Re: Corpora: sgml detagger

From: Michael Betsch (Michael.Betsch@uni-tuebingen.de)
Date: Wed Apr 17 2002 - 09:44:54 MET DST

Next message: Josephine Lo: "Corpora: Spontaneous speech corpora"

Previous message: Steven Bird: "Corpora: ACL Anthology and ACL Anthology Fund"
In reply to: Tine & Colleen: "Corpora: sgml detagger"
Next in thread: William H. Fletcher: "Re: Corpora: sgml detagger"
Messages sorted by: [ date ] [ thread ] [ subject ] [ author ]

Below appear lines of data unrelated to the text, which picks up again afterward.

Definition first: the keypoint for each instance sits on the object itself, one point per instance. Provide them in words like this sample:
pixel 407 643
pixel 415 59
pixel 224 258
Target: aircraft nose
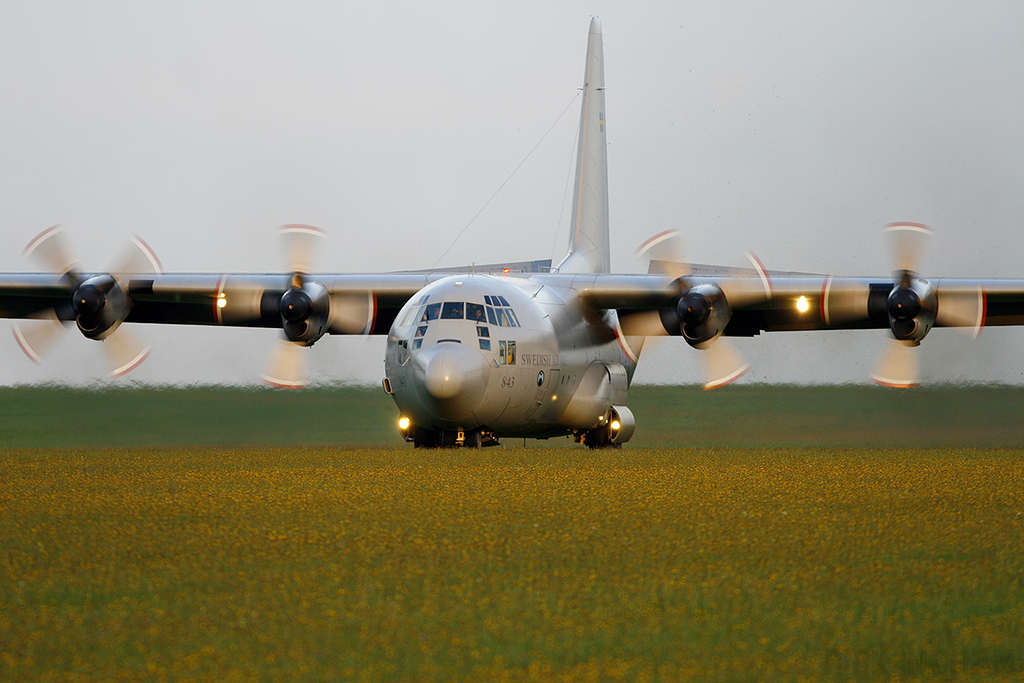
pixel 453 378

It will probably be more easy to use an existing sgml parser than to
write a script that can really identify _all_ possible tags and
remove them.

The (freely available) parser onsgmls has in its output format all
data content on lines of their own, which are prefixed by a "-". So
you can simply run onsgmls on your sgml-files and retain only those
lines that start with "-". (using 'grep -e "^-"'); then you can
easily remove the leading "-" with perl or something similar. This
assumes that all data is good and not e.g. a javascript, which you
will probably not want to include in your corpus.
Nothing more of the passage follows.